W1-2. The experiment on multi-task learning seems to only tackle constraints.

This might be a misunderstanding. See Figures 3, 5. We use a more general cone $C_A$ to allow controlled ascent of objectives.

W2. Computing the ordering cone by solving another LP is complex.

We do not always have to compute $A$. See General Response-2.

When $A$ needs to be computed from the given extreme rays, the linear programming (LP) in Eq. (3.5) can be solved in polynomial time w.r.t. $M$. In practice and our experiments, $M\ll d$, therefore, solving this LP requires much less computation/time than solving the main program (PMOL) to obtain the optimal $\theta$.

W3. Comparison metrics using the number of function/gradient evaluations.

Following your suggestion, we adopt these metrics. Results are summarized in General Response-1.

Q2. Take $AF(\theta)$ instead of $F(\theta)$ as objectives, and use $\mathbb{R}_+^M$ as the preference cone.

Interesting point! This is possible only under the special cases with more restrictions on the constraints and preference cone.

• This is possible when there are no constraints. However, for constrained problems with constraints defined as functions of $F(\theta)$, if we use $AF(\theta)$ as objectives, we need to compute $B_h A^{-1}(AF(\theta))$, which may lead to higher computational complexity, and thus not practical. Moreover, $A$ may not always be invertible in general.
• This is only possible when the preference cone is polyhedral. For more general preference cones, they may not necessarily be written as in Definition 1. Therefore, one cannot use $AF(\theta)$ as objectives in such cases. However, in such cases, our FERERO method can be extended to cover the more general preference cones $C$ by replacing Eq. (2.1), $A\nabla F(\theta)^\top d \leq c (\mathbf{1}^\top AF(\theta))^{-1}AF(\theta)$ with $\nabla F(\theta)^\top d \leq_C c (\mathbf{1}^\top F(\theta))^{-1} F(\theta)$.

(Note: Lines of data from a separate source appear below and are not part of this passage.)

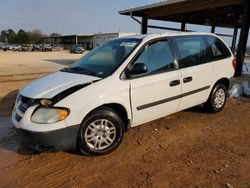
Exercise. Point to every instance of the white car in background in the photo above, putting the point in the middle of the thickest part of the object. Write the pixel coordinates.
(123, 83)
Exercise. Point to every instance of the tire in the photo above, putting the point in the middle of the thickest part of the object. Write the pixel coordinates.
(217, 99)
(101, 132)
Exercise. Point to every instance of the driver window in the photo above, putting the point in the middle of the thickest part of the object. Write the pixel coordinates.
(157, 57)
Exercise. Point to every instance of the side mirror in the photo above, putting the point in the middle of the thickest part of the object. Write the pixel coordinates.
(138, 68)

Q3. Inequality constraints in Theorem 2 are not present in Eq. (3.2).

Sorry for the confusion. Indeed, we focus on equality constraints ($M_g = 0$) for Theorem 2. We will further clarify this in the paper. The results can be extended to include inequality constraints in future work.

Q4. Clarification of multilingual constraint in Eq. (5.2). Would it be more reasonable to have the loss gap smaller than a threshold?

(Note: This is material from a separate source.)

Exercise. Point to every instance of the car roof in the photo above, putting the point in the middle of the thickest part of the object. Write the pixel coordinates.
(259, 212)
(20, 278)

The multilingual constraint in Eq. (5.2) is a heuristic choice based on the experience. We found that in this experiment setting, if $\epsilon_2$ is close to zero, the performance in Chinese will be much better than the performance in English. However, we want the performance in both languages to be similar, hence we impose this equality constraint.

Q5. Clarification of emotion loss.

The emotion loss refers to the emotion classification loss. The task is to predict 6 types of emotions from 593 songs on the Emotions and Music dataset [38]. See Appendix F.2. We will add explanations of the emotion loss in the main text in the revision if space allows.

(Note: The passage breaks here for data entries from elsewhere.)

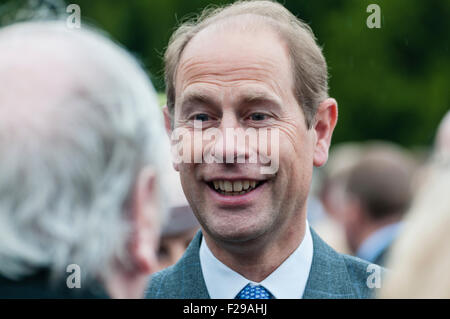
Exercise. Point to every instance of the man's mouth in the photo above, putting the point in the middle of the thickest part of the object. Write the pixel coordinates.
(234, 188)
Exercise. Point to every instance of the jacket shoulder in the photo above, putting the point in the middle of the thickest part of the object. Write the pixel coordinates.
(182, 280)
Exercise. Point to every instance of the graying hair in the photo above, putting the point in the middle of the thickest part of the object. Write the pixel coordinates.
(65, 183)
(308, 63)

Q6. How are the scalarization weights in Figure 2(a) selected? Is the weight selection related to extreme rays?

The scalarization weights are selected uniformly from a simplex following the experiment settings in [30]. They are not related to extreme rays. We will clarify this in the revision.

Q7. Clarification of Figure 4.

• Missing square plots. Sorry for the confusion. This is because we limit the plot scales to a certain range to make the majority of the results clear. We add plots with larger scales in Figure R2 in the attached PDF. We will include the plots in the revision.
• Controlling constraint violation. Yes, constraint violation can be controlled by the hyperparameter $c_h$. Larger $c_h$ will make the constraint violation smaller.
• Figure (e) green plus is dominating. Indeed, in this experiment, under the green preference vector, XWC-MGDA gives the best solution compared to other methods. However, under other preference vectors, the solutions of XWC-MGDA are not dominating, and the overall hypervolume of XWC-MGDA calculated from all the solutions is worse than the proposed method.

Q8. Minor issues.

Thank you for your detailed comments! We will revise the paper accordingly.